I’ve been running several LLMs and other generative AI tools on my computer lately. I’ve discovered this web UI from oobabooga for running models, and it’s incredible. You have a ton of options, and it works great.

That’s what we will set up today in this tutorial.

The easy way

If you’re in Windows using WSL, you can run a simple batch file, and it might work great. Super easy.

Clone the repo:

git clone https://github.com/oobabooga/text-generation-webui.git

Then run the batch file:

start_wsl.bat

It will ask you to choose your GPU/platform setup:

“How to run a ChatGPT like LLM locally”

And it’s up and running:

“How to run a ChatGPT like LLM locally”

If this works, skip to the Run the WebUI step.

But if it fails (which I’ve seen), you must do it manually. Below are the instructions to install it manually in WSL. It’s also the instructions to install this in regular old Linux. Let’s get started.

Install Anaconda

I’m using Ubuntu in WSL. So here are the commands we’ll run:

sudo apt-get update

Always a good idea.

sudo apt-get install wget

Change into the tmp directory:

cd /tmp

Then, we want to get the latest version of the installation script from this directory.

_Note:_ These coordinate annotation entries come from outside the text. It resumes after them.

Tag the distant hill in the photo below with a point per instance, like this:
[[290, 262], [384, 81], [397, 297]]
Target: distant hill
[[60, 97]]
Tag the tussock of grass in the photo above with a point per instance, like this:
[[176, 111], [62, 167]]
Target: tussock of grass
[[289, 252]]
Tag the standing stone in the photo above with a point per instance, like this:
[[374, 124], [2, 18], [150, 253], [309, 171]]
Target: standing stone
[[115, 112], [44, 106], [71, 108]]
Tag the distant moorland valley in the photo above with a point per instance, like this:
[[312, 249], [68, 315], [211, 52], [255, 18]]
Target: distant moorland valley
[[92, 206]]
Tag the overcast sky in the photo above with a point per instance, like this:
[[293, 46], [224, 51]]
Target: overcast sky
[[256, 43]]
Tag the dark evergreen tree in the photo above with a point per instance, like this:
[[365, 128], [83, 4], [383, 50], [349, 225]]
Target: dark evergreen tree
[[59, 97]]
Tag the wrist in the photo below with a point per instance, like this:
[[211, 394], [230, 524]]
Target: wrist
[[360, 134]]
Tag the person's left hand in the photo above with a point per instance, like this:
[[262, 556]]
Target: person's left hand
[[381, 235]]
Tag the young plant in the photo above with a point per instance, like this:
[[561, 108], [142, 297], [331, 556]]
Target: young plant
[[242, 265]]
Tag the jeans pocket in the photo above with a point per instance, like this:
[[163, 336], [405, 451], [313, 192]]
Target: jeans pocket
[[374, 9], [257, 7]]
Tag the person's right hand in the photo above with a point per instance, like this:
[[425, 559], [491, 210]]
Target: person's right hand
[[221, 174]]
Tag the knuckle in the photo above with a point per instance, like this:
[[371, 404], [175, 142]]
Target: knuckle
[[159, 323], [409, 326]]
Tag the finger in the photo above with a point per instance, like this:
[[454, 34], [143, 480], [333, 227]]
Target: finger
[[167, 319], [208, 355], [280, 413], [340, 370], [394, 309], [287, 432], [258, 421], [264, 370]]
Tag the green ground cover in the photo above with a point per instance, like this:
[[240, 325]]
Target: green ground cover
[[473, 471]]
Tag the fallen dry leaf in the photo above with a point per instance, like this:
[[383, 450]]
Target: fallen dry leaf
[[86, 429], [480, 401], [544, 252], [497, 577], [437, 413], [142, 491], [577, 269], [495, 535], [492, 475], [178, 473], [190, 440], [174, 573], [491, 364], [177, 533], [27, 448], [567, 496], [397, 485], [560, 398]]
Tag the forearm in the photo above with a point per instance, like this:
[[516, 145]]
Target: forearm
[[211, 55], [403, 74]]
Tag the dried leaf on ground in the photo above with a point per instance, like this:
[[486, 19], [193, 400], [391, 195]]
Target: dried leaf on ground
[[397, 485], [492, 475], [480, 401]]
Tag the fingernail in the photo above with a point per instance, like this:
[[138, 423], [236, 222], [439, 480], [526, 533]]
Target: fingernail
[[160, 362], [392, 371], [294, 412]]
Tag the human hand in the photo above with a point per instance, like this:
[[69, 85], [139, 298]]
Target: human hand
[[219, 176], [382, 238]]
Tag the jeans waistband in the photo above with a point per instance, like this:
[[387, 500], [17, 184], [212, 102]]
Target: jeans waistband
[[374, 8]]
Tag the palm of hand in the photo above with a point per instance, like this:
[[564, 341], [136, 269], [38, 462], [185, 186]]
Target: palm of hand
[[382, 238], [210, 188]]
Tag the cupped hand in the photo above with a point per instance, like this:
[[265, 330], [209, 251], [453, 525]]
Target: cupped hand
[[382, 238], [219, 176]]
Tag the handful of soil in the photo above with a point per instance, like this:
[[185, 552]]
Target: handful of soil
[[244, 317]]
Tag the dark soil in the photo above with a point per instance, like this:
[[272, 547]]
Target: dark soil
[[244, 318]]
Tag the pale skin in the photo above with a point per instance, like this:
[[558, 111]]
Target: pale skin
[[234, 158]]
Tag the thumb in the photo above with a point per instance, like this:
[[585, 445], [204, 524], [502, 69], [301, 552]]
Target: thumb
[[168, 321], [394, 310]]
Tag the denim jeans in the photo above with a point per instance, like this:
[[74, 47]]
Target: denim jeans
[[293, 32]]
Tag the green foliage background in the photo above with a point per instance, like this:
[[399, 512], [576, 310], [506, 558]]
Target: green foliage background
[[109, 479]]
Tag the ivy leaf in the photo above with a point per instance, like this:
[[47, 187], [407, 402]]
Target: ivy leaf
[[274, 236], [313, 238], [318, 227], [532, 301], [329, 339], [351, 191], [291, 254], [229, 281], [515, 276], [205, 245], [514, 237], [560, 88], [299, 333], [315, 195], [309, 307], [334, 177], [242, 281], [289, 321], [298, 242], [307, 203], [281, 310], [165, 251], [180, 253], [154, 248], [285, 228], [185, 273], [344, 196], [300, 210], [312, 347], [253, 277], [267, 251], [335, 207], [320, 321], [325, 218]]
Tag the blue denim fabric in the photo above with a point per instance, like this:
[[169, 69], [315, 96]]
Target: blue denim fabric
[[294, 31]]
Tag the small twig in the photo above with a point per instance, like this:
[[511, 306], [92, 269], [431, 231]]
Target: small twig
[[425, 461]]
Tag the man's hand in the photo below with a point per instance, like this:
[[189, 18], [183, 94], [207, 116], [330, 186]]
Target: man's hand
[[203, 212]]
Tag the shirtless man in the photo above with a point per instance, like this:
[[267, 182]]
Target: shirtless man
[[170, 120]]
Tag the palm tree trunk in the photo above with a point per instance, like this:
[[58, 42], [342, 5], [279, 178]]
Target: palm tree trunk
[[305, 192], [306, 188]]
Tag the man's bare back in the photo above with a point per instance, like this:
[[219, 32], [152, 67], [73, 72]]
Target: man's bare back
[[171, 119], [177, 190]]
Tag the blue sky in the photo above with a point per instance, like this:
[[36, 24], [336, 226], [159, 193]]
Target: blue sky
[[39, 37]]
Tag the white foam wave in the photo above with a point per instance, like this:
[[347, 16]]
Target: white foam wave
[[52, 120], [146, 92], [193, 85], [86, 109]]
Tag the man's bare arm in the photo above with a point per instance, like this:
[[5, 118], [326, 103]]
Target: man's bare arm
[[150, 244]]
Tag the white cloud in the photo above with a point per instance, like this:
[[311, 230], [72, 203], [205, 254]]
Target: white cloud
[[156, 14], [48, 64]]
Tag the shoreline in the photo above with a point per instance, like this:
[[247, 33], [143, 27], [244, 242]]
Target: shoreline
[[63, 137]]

At the time of this writing, this is the most current version for Linux-x86_64:

wget https://repo.anaconda.com/archive/Anaconda3-2023.09-0-Linux-x86_64.sh

This script is huge. After it’s done downloading, you should see something like this:

“How to run a ChatGPT like LLM locally”

Then you’ll want to validate it:

sha256sum Anaconda3-2023.09-0-Linux-x86_64.sh

and if you don’t see any errors, you’re good to go:

“How to run a ChatGPT like LLM locally”

Now it’s time to run it!

bash Anaconda3-2023.09-0-Linux-x86_64.sh

Accept the license terms (if you want to use it) and press enter.

It will ask where you want to install it. I chose the default location:

“How to run a ChatGPT like LLM locally”

Then, grab a beverage and wait a while. I prefer ice water with lemon.

It’s going to ask if you want to initialize Conda automatically. I do a ton of Python stuff, so I select yes. Choose whatever works best for you.

“How to run a ChatGPT like LLM locally”

Now exit the shell and restart your WSL window.

Install the Text UI

Next, we will install the Web UI interface for our models. This is a Gradio web UI for Large Language Models.

As stated in the repo, their goal is to become the AUTOMATIC1111/stable-diffusion-webui of text generation.

Clone it into a folder you’ll want to work in:

git clone https://github.com/oobabooga/text-generation-webui.git

Now type in

conda deactivate

If you have a base version running. We’ll then create a new environment:

conda create -n textgen python=3.11
conda activate textgen

If you see (textgen) in front of your prompt, it’s working.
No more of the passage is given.